I don’t have anything to bury in the physical sense. I kind of wish I did. Would there be more closure if I placed this dream in the earth? I don’t know. Perhaps I will get to that point. Maybe I will do that eventually. Today I’m just coming to terms with it.

The very honest fact of the matter is this: Our Russian adoption is very, very unlikely to proceed. There are still diplomatic discussions taking place between our two countries, but Lee and I have come to a place where we must face reality.

I’m doing okay, really. I think I did most of my heavy mourning last week. This week I am simply…well, I’m sad (and a little bit foggy headed), but also hopeful. I am still very, very hopeful.

Thank you to so many of you who have been calling and writing. I really can’t explain to you what it means to me to be poured into the way you have encouraged me. One friend emailed last week and shared with me something I had never before considered. An excerpt from her email:

 The words “wait” and “hope” are often translated from the same Hebrew word.

Isaiah 40:31: “Those who wait for the Lord will gain new strength; they will mount up with wings like eagles, they will run and not get tired, they will walk and not become weary.”

The word “wait” there is qavah, which means “to look for, hope, expect… to wait or look eagerly for.”

May you, Lee, Sloan, Tia, and Landon take courage as you continue to wait and hope, because of the One on whom you are waiting and in whom your hope rests.

While it seems that my dreams of adopting from Russia are coming to an end, I’m not entirely sure my dreams of adopting a child are ending. I spoke with another dear friend yesterday who gave me the freedom to mourn this loss before immediately moving on.

Because this really is a loss. One doesn’t easily give up a lifelong dream. I am allowing myself the space needed to release this heartache before moving on. And in the meantime, we are researching our options and praying for a new revelation – a common dream.

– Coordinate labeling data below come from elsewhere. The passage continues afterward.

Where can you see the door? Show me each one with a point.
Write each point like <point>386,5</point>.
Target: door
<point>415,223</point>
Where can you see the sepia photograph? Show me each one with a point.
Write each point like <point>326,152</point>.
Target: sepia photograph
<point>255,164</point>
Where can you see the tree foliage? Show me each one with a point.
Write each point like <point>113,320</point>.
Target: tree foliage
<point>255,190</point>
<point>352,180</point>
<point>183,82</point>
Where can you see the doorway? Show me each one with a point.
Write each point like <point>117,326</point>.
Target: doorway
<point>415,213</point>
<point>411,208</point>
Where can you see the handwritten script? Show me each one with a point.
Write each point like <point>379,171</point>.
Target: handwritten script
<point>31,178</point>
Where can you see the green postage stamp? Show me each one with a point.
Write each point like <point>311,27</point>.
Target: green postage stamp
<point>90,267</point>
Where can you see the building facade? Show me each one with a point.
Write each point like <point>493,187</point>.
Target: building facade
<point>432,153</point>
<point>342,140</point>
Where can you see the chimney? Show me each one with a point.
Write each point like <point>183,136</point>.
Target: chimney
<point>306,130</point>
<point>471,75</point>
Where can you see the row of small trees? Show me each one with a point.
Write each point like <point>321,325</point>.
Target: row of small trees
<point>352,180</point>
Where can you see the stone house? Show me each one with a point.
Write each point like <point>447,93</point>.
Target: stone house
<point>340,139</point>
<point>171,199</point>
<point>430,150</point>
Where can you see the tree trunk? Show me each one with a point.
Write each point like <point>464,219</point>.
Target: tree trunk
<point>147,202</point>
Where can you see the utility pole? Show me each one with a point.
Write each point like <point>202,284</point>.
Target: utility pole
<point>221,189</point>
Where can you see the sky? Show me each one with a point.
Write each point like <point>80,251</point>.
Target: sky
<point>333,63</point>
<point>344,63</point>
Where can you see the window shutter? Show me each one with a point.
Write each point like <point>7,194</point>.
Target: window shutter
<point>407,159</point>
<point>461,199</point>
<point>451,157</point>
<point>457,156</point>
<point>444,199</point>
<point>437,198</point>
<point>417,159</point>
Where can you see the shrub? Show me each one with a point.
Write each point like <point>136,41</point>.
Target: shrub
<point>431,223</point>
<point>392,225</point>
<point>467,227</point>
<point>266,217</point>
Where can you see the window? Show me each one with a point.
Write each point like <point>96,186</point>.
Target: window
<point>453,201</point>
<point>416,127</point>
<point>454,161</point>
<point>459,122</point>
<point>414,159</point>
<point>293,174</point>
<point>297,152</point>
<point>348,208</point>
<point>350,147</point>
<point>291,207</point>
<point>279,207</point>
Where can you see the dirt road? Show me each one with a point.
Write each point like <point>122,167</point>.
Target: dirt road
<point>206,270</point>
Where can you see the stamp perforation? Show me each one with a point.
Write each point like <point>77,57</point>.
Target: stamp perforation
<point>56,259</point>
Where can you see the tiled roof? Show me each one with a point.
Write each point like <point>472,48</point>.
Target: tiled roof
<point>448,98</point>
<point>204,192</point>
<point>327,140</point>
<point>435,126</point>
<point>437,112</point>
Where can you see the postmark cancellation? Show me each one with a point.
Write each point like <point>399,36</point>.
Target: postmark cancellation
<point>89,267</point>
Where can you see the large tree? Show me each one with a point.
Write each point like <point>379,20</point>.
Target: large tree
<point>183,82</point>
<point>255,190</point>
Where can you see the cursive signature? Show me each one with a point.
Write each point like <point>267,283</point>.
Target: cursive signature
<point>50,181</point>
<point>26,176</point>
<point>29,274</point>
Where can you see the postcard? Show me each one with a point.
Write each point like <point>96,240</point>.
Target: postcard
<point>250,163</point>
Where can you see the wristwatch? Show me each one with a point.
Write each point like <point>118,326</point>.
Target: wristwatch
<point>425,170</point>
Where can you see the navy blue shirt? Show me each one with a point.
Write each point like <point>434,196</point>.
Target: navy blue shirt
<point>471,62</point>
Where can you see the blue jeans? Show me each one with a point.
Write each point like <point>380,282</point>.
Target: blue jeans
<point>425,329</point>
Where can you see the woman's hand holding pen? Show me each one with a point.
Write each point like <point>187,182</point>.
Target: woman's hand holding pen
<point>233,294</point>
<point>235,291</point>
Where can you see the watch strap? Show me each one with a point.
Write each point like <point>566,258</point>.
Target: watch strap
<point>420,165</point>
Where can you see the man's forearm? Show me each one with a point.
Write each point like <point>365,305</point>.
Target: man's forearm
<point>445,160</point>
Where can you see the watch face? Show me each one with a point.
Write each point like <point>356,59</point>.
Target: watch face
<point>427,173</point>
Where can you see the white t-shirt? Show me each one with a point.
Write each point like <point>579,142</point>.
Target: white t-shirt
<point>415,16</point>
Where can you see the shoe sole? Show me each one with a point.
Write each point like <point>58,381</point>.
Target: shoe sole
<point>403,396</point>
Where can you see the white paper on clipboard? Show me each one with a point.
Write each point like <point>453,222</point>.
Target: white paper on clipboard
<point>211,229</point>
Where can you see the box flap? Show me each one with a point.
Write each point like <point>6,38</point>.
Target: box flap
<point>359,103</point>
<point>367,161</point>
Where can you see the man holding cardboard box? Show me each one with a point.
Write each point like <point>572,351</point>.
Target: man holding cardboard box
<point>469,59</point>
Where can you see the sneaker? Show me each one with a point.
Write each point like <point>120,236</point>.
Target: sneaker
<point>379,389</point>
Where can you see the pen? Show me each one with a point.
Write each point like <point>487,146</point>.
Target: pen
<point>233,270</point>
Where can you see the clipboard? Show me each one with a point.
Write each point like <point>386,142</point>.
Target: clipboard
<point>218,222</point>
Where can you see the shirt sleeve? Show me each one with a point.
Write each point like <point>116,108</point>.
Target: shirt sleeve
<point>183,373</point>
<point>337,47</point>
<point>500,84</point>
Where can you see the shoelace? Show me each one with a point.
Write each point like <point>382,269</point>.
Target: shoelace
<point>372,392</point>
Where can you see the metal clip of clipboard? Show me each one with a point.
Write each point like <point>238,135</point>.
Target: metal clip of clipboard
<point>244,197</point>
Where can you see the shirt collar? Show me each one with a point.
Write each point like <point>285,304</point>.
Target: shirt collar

The kids and I discussed this development yesterday and I was so concerned with how they might react. But they surprised me – especially Tia. After we talked about it, I stood at the table and brushed her hair. She is my child who locks things up inside so I wanted to pry a little to see what she was thinking.

“Are you okay with everything that’s going on with the adoption?” I asked.

“Yeah,” she said with a nod.

“Good. If you want to talk about anything or have questions, let me know okay?”

“Okay.” She turned and locked eyes with me. “I’m just gonna wait for my little sister to come home…Hey Mom! Can I have some Nutella?”

You know how you mourn a dying dream? You lean on the faith of a child and you eat a little Nutella.